Pearl V. Ryder
The Robust Background algorithm is a powerful algorithm for automatically setting thresholds to segment objects of interest when your image contains mostly background. However, since it contains the largest number of tunable parameters of any thresholding algorithm in CellProfiler, it can be confusing to configure and understand how this method works.
Visualizing the distribution of pixel intensities using a histogram can be a very useful way to understand and select an appropriate thresholding method for a dataset. The automatic thresholding methods in CellProfiler calculate a pixel intensity threshold where any value greater than that threshold is considered foreground and any value below that threshold is considered background. Methods such as Otsu and Minimum Cross Entropy attempt to fit peaks to separate the background (peak at low intensity) from objects of interest (peak at high intensity). The Robust Background method, on the other hand, works well when the image is predominantly background (one peak only at low intensity).
In order to understand these differences, we’ll start by visualizing histograms of intensity values for two different images. Panel A shows an image of a nuclear stain where the nuclei occupy ~ 30% of the image. The histogram for the image in (A) shows a peak of low intensity values and a peak of high intensity values. In contrast, panel B shows an image that is mostly background with a few bright bright spots that cover very little of the image (most of the image is black). The histogram for this image shows only a low intensity peak. While there ARE a few pixels with brighter intensity there aren’t enough to form a visible peak in the histogram. Since this image has only one visible peak at the low intensity values (reflecting the fact that most of the pixels in the image are background), a peak fitting approach won’t work well. If you’re working with images that look like the image in (B), then I’d recommend trying out the Robust Background method instead!
How does the Robust Background method work, then? This algorithm first trims the brightest and dimmest pixel intensities to remove outliers and the true signal so that all the pixels that remain represent only the background intensity levels. It then calculates the central value for the background intensities and calculates the variance within that population. The threshold is then calculated by adding the average to N * the variance. Since this method relies on first clipping all the true signal out of the image based on a percent of the image, it does NOT perform well when some images in a dataset have 5% of pixels with true signal and other images have 25% of pixels with true signal. If the percentage of image that is signal is consistent, however, it can be very helpful.
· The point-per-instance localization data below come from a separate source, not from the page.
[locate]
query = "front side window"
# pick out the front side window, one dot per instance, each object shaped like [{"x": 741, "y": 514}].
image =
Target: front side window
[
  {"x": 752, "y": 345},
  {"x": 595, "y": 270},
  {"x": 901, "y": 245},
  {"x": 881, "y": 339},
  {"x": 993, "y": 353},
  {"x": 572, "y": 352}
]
In order to visualize this method, consider the histograms below. (A) shows the original histogram of intensity values for the image in panel B above. I removed the lowest 5% of intensity values and the highest 5% of intensity values in order to create the clipped histogram (B). Clipping removes very small or very large values which would skew the mean and the standard deviation. In (C), you can see the distribution of the clipped histogram with rescaled axes to make visualization easier. Finally, the bottom panel shows the mean of the clipped data (red line), the mean + 1 standard deviation (dashed black line) and the mean + 5 standard deviations (black line). In the Robust Background method, the intensity value corresponding to the black line would be the threshold -- any pixel with an intensity greater than that value (to the right of the black line) would be included as foreground and pixels with intensity value lower than that value (to the left of the black line) would be background.
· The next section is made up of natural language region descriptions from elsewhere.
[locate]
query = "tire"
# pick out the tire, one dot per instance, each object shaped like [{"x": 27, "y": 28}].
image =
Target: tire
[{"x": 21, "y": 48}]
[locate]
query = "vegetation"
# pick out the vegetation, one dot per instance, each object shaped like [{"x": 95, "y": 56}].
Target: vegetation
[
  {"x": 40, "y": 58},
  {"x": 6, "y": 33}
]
Within CellProfiler, you can configure the methods to calculate the central value and variance (such as using mean and standard deviation or median and median average deviation), the percentages to trim from the low and high intensity values, and the number of times to multiply the variance before adding it to the central value. For example, if I noticed that approximately 10% of the pixels in the images in my dataset are true signal, then I would increase the upper outlier fraction to at least 10%. On the other hand, if I wanted to increase the stringency of the threshold, I might change the threshold to the mean + 10 standard deviations.
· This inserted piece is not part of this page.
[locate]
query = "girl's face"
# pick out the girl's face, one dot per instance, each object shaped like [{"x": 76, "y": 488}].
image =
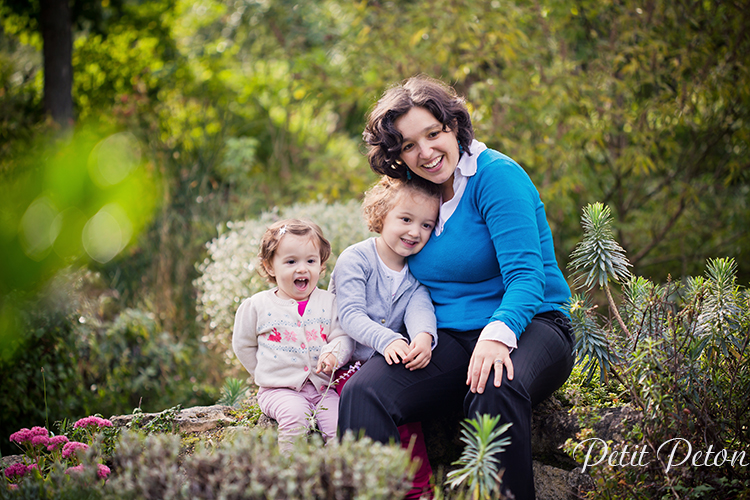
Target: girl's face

In summary, Robust Background is a very useful tool for images that contain mostly background or images of varying brightness where the objects of interest are consistently ~ N times brighter than the background. The CellProfiler help manual has more information about these methods and is available on the CellProfiler website. Finally, the CellProfiler development team is always available for troubleshooting at the Scientific Community Imaging Forum at image.sc. Good luck with your analysis!